In reviews, we read Jerry Pinto’s new coming-of-age novel, a biography of George Fernandes, an anthology on the hills and more. We also talk to corporate honcho R. Seshasayee who has written a debut book of fiction and Mrinal Pande whose new book traces the history of Hindi journalism in India.
Jerry Pinto’s The Education of Yuri (Speaking Tiger) follows the trials and tribulations of a precocious 15-year-old growing up in the Bombay of the early 1980s. It takes in its sweep the liberalisation push, the rise of Hindutva and the right wing, and the chipping away of the secular heart of India.

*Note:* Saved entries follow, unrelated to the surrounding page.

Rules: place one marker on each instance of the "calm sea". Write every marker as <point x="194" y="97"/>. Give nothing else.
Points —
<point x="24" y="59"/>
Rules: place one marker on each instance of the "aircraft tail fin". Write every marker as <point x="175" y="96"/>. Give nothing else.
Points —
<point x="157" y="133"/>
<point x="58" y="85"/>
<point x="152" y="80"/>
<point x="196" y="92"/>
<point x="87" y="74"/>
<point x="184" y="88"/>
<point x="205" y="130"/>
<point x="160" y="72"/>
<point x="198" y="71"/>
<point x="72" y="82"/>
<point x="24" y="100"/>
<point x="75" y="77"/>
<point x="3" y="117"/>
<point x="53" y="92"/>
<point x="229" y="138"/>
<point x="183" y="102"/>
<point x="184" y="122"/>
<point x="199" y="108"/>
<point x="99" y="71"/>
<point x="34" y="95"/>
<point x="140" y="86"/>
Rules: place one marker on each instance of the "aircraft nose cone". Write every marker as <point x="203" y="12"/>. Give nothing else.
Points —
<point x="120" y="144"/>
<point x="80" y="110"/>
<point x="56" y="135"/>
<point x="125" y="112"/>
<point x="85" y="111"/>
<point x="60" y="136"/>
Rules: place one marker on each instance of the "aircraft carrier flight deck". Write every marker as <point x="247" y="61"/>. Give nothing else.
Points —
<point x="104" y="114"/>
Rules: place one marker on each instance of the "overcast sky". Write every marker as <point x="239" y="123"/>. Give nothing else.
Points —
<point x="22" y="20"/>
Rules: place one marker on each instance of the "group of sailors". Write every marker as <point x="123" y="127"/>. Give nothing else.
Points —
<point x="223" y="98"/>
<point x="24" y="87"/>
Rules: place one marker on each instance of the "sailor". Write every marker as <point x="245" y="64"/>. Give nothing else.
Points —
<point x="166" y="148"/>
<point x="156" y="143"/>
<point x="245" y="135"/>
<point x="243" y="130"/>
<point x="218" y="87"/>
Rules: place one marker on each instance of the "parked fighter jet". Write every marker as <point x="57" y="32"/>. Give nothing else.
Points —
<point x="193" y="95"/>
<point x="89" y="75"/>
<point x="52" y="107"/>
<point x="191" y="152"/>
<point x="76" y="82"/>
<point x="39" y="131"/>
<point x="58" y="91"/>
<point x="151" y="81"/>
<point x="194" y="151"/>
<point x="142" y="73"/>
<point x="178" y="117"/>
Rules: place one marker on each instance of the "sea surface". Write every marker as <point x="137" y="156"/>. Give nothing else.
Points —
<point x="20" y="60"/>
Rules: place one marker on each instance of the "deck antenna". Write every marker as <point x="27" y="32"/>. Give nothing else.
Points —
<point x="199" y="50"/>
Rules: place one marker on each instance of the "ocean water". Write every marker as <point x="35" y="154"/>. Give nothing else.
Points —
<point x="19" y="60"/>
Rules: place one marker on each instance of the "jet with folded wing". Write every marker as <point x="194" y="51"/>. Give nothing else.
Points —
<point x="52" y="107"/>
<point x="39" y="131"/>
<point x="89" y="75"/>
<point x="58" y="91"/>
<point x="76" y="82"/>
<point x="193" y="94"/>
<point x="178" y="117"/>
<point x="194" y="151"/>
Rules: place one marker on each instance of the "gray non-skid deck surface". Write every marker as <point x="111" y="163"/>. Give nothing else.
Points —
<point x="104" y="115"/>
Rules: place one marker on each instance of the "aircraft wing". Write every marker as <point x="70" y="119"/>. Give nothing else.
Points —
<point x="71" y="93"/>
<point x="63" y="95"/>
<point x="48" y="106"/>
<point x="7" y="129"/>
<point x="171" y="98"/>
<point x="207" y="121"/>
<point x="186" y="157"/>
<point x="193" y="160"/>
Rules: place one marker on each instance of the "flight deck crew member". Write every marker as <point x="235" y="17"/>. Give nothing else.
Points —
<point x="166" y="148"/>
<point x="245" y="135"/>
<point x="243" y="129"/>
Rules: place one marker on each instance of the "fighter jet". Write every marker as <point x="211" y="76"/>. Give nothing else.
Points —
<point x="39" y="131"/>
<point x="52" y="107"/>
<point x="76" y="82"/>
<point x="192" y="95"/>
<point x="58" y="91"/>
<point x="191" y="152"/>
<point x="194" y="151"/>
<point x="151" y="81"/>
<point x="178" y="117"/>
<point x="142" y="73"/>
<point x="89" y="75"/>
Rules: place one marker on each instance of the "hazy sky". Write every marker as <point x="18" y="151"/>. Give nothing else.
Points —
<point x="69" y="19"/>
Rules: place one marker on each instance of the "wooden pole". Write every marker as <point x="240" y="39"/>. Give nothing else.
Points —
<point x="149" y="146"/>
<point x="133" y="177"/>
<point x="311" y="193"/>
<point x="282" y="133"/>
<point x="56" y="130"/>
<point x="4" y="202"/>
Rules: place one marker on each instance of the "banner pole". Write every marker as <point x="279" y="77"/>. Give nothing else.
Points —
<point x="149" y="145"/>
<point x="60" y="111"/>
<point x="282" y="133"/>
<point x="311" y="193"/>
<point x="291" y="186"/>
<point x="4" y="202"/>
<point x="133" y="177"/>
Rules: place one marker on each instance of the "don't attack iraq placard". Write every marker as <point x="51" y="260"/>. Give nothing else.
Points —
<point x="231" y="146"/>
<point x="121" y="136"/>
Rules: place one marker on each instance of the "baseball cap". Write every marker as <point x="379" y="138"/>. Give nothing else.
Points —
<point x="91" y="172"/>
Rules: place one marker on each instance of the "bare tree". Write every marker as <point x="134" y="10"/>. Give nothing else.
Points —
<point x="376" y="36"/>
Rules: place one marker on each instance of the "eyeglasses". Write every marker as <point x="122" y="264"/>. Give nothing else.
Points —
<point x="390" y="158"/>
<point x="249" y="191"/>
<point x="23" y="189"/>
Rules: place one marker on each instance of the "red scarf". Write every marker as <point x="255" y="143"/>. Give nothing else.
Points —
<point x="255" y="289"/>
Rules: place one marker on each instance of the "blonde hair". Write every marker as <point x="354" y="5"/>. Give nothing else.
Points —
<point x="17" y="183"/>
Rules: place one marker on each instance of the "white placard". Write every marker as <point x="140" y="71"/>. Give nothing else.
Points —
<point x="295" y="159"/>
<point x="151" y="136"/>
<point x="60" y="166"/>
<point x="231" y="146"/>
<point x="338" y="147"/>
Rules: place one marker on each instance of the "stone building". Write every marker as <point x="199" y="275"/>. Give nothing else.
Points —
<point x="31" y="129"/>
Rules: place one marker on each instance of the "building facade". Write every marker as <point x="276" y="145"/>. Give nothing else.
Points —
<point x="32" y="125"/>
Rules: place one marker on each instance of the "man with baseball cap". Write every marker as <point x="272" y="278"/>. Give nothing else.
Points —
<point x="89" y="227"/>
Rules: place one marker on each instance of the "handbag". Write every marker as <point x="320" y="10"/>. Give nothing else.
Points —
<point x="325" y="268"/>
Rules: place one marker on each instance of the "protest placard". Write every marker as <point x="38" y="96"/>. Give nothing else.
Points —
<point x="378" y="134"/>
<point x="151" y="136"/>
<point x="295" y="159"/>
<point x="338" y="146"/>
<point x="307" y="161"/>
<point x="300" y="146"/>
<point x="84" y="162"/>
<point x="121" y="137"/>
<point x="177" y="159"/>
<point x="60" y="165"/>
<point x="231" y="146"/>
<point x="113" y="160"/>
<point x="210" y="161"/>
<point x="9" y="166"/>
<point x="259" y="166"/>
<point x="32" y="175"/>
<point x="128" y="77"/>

But for Yuri, uppermost in his mind as he begins college, is whether he will find a friend. When he does find a friend, the easy-going Muzammil Merchant, that upmarket Peddar Road world is far away from Yuri’s Catholic upbringing in Mahim. In her review, Janice Pariat says it is bildungsroman at is best. “We are pulled easily along by Pinto’s magical prose,” a language “fresh, flexible, surprising.” In the way that many ‘growing up’ novels are structured, The Education of Yuri employs steadfast linear storytelling, says Pariat. “As readers, we are privy to Yuri’s thoughts, his bits of amateur poetry, his scribbled notebook entries. Who am I, he often asks. What Pinto does, and does so well, is infuse this growing-up tale with heart and much humour.”

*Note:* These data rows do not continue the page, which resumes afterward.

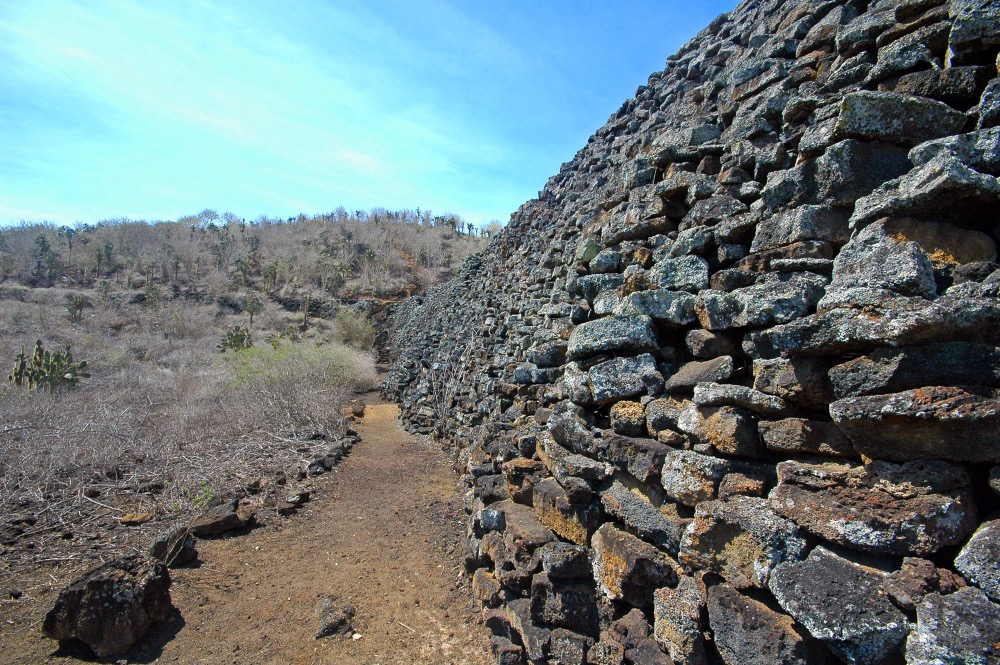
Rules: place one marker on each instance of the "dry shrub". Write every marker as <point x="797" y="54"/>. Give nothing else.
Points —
<point x="162" y="408"/>
<point x="354" y="329"/>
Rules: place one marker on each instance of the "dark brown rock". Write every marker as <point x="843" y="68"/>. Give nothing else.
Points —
<point x="740" y="538"/>
<point x="679" y="626"/>
<point x="573" y="521"/>
<point x="951" y="423"/>
<point x="843" y="604"/>
<point x="912" y="509"/>
<point x="111" y="607"/>
<point x="918" y="577"/>
<point x="801" y="436"/>
<point x="747" y="632"/>
<point x="629" y="569"/>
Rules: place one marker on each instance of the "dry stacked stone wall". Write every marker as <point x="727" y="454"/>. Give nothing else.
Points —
<point x="728" y="390"/>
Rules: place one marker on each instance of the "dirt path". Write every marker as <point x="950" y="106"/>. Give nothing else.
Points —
<point x="384" y="535"/>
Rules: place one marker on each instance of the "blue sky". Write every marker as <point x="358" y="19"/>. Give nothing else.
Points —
<point x="158" y="109"/>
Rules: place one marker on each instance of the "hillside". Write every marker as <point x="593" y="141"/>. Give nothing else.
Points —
<point x="220" y="358"/>
<point x="727" y="390"/>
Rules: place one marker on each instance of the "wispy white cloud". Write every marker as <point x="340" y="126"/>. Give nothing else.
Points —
<point x="157" y="109"/>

Much to like in this growing-up tale: ‘The Education of Yuri’ by Jerry Pinto, reviewed by Janice Pariat
Late socialist leader and former Union Minister George Fernandes had a storied career almost mirroring the contemporary political history of India. Rahul Ramagundam’s The Life and Times of George Fernandes (Allen Lane), therefore, is of interest not just in terms of one man’s life and political journey, but the coterminous streams of events and ideology that flowed with it.

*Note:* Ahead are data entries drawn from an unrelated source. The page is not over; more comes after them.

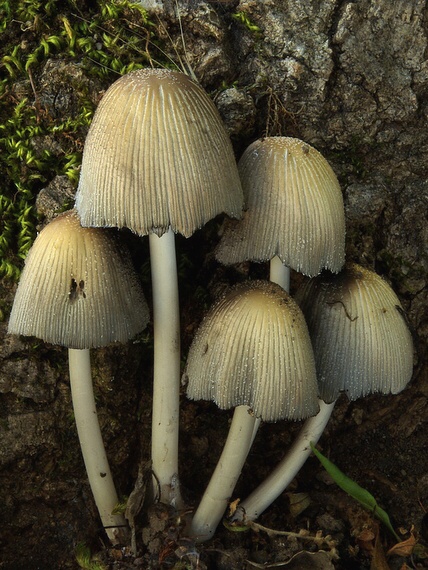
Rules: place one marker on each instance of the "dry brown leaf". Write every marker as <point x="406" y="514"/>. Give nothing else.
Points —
<point x="379" y="559"/>
<point x="403" y="548"/>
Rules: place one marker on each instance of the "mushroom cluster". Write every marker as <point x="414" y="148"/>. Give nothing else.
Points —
<point x="158" y="160"/>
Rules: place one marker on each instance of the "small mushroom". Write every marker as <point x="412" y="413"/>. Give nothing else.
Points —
<point x="361" y="344"/>
<point x="252" y="352"/>
<point x="294" y="211"/>
<point x="78" y="289"/>
<point x="361" y="340"/>
<point x="158" y="160"/>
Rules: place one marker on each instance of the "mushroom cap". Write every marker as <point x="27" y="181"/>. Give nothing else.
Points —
<point x="294" y="209"/>
<point x="359" y="333"/>
<point x="253" y="349"/>
<point x="157" y="155"/>
<point x="78" y="288"/>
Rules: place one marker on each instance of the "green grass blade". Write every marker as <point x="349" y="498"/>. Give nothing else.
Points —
<point x="361" y="495"/>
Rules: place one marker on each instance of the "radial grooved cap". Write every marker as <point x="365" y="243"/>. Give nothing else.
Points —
<point x="359" y="333"/>
<point x="294" y="209"/>
<point x="253" y="349"/>
<point x="157" y="156"/>
<point x="78" y="288"/>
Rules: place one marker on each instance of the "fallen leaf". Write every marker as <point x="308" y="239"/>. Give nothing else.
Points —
<point x="404" y="548"/>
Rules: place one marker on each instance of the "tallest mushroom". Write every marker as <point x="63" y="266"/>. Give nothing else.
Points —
<point x="158" y="161"/>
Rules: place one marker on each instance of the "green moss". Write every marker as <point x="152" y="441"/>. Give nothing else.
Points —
<point x="244" y="19"/>
<point x="109" y="40"/>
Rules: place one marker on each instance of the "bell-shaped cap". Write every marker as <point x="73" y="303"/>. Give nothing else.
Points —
<point x="253" y="349"/>
<point x="78" y="288"/>
<point x="359" y="333"/>
<point x="157" y="156"/>
<point x="294" y="209"/>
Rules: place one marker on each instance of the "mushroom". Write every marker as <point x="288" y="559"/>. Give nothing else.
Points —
<point x="361" y="344"/>
<point x="158" y="160"/>
<point x="295" y="215"/>
<point x="252" y="352"/>
<point x="78" y="289"/>
<point x="295" y="218"/>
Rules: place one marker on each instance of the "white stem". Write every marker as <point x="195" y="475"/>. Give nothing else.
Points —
<point x="91" y="444"/>
<point x="166" y="376"/>
<point x="223" y="480"/>
<point x="280" y="273"/>
<point x="266" y="493"/>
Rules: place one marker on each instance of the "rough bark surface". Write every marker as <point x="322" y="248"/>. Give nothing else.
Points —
<point x="350" y="78"/>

Fernandes, born in Mangalore, who cut his teeth in politics in Bombay as a trade union leader, and was a Member of Parliament from Muzzaffarpur in Bihar, traversed India geographically. He also explored the ideological spectrum -- his politics may have been largely socialist but he was also compatible with the BJP as an ally for many years. The biography takes an exhaustive look at life, and also the “times” he lived in, as the title suggests, says Nistula Hebbar in her review. “What has intrigued most people is his alliance with the BJP and the ease with which he became a part of the National Democratic Alliance, becoming the chairperson of the alliance too.” Ramagundam says anti-Congressism directed his every move -- for Fernandes, the personal became political.